You have a lot of choices and options to consider when getting yourself ready for a video conference. In addition to looking professional, make sure you do the following:
- Wear solid colors, but avoid bright white or dark black. Plaids or other patterns are hard on the eyes.
- Avoid “shady face” by using one lamp, directly by your face. Avoid side or backlight. If you sit with your back to a window, the camera will make you into a silhouette. Instead, turn around and face the window to give yourself a soft, people-pleasing light.
- Perspective is important to avoid “wide-angle face” (No one needs that!). The cameras on smartphones and webcams are wide angle, so if you get too close to it, it will distort your face. Just step or sit back from your camera for a more natural look.
- Look directly into the camera. Having your camera below your face can make a person look menacing and give people a really good view of your nostrils! Use a stand or stack a few books under your laptop so that the camera is about two inches above your eye level.
“Can we mute Trevor?”
Distractions go both ways. Some pet peeves can really ruffle some feathers! The biggest offender is the pesky mute button. Avoid background noise by keeping your mute button on unless you are speaking. Not everyone wants to join you in slurping your morning coffee.
As with audio, your video background should be checked for distractions. Some apps, such as Zoom, offer helpful options to alter your background if you prefer—you won't see that in the default setting though, so it is best to take your time and get familiar with all these features up front.

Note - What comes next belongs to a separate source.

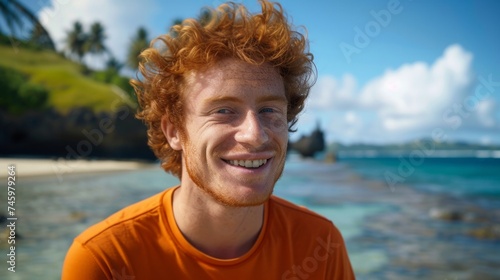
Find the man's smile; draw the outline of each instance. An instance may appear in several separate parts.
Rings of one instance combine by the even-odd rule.
[[[241,166],[245,168],[259,168],[267,163],[267,159],[254,159],[254,160],[224,160],[233,166]]]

Make sure you can turn your video on and off easily in case you need to leave the room for a moment or there are interruptions you didn’t anticipate.
Finally, to minimize interferences and distractions, such as messenger notifications during your call, enable the Do Not Disturb function on your computer or manually turn off notifications from your apps like email and messengers.
One More Consideration
“Can we just talk on the phone?”
This might seem like a basic thing to consider, but rather than set up a video conferencing meeting, maybe an old-fashioned phone call will get the job done. The tech and etiquette considerations are considerably less. And if you suggest just a phone call to someone, you might just get a pleasantly surprised reaction on the other end.